Cucurella was slightly less blatant in his flirting with Barcelona – complimenting a blouse rather than sweeping hair behind ears – as he said that while he was “happy” at Chelsea an offer from Barcelona would be “difficult to refuse”.

The left-back then tore into the Chelsea owners, the club’s transfer strategy and the manager switch after Maresca led them to the Conference League and Club World Cup titles, and back into the Champions League.

After declaring he’d have “died for” Maresca as he and his teammates were “playing almost by heart” in the last few months of his tenure, Cucurella praised Rosenior as though the full-back was the sexiest girl in school sympathetically condemning a wannabe boyfriend to the friend zone.

“Liam is a very good person and has been great at handling the group, the characters,” Cucurella said. “He likes to stay close to us and his football ideas are good, but we don’t have the time to train them.”
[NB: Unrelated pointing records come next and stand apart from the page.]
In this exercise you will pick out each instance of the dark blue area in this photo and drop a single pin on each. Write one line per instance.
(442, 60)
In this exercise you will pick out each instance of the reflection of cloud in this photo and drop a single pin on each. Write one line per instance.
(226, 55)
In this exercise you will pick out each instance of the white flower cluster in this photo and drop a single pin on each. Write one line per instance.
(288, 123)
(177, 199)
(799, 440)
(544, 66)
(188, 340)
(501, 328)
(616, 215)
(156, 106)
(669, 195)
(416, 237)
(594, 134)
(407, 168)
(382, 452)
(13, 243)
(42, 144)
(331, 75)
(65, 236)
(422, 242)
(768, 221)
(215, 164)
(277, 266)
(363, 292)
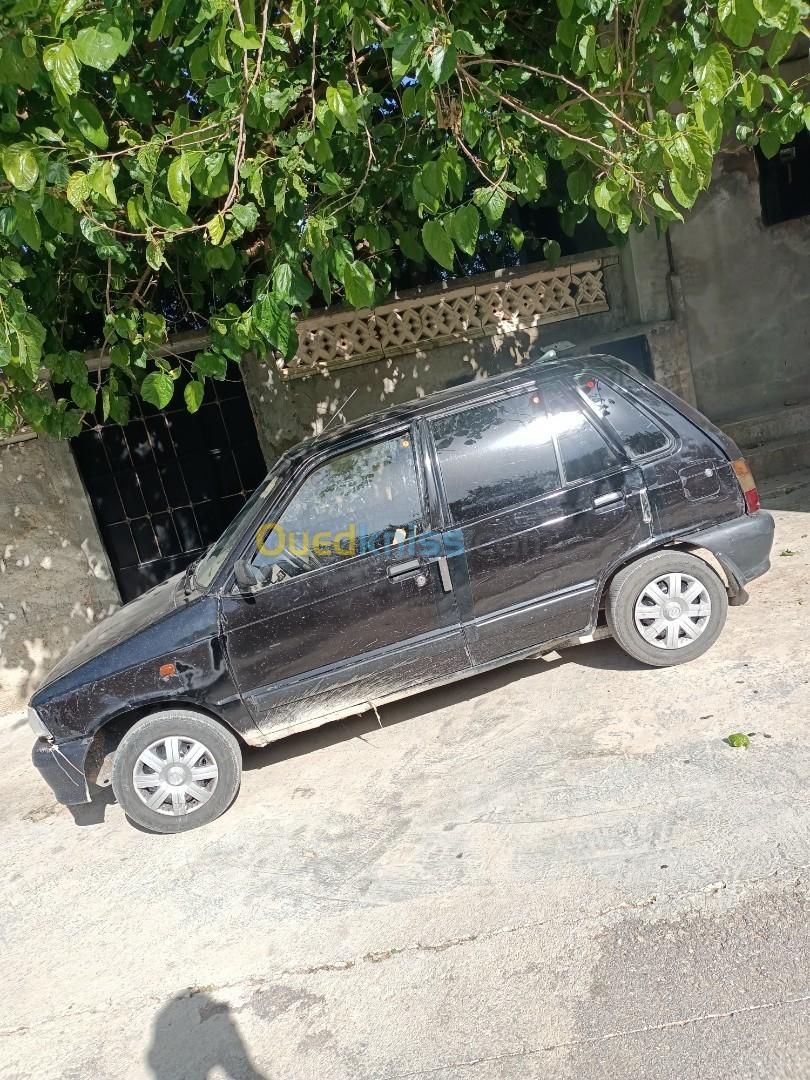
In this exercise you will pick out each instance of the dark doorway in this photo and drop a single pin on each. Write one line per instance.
(784, 180)
(164, 486)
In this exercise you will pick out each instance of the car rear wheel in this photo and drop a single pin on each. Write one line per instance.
(176, 770)
(666, 608)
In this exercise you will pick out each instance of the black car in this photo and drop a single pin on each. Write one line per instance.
(422, 544)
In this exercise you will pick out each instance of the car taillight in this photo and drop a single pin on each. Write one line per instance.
(747, 484)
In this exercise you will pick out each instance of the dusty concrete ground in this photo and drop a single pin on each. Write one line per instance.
(555, 871)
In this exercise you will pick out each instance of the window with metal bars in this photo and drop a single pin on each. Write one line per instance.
(164, 486)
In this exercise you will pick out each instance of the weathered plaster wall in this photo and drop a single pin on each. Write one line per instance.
(746, 297)
(286, 412)
(55, 581)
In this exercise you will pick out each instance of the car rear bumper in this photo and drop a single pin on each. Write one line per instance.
(742, 545)
(62, 767)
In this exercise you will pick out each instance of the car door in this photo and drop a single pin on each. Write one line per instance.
(544, 503)
(353, 606)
It’s an international break-induced player rebellion ahead of what could well be a summer exodus on the basis of a) the inertia these star players find themselves in at Chelsea under owners who have shown no indication of faltering in their perpetual rebuild project, and b) a possible need to sell after the club announced the biggest pre-tax loss in Premier League history.

The £262m deficit for 2024-25 comfortably eclipses the £197.5m lost by Manchester City in 2011 and although football finance expert Kieran Maguire said we need to wait for a more detailed picture when the full accounts are published to Companies House, he did highlight how important qualifying for the Champions League will be for Chelsea.

“People ask whether Chelsea are a football club or a hedge‑fund experiment. I don’t think these accounts offer any clearer answer. We are still waiting to see the full picture on Companies House,” he told BBC Sport.

“For every one pound you receive from broadcasting [in the Champions League], you only get 11p in the Conference League, and it is much harder for the marketing department to sell a hospitality box for a match against the second‑best team in Denmark than when Barcelona come to town.”

It’s also much harder to sell FC Midtjylland to Fernandez, Cucurella or indeed Manchester United-linked Cole Palmer, all of whom will fetch a pretty penny and appear more than open to being used as tools to balance absurdly lopsided books in their bid to move to semi-serious football clubs under semi-serious football managers.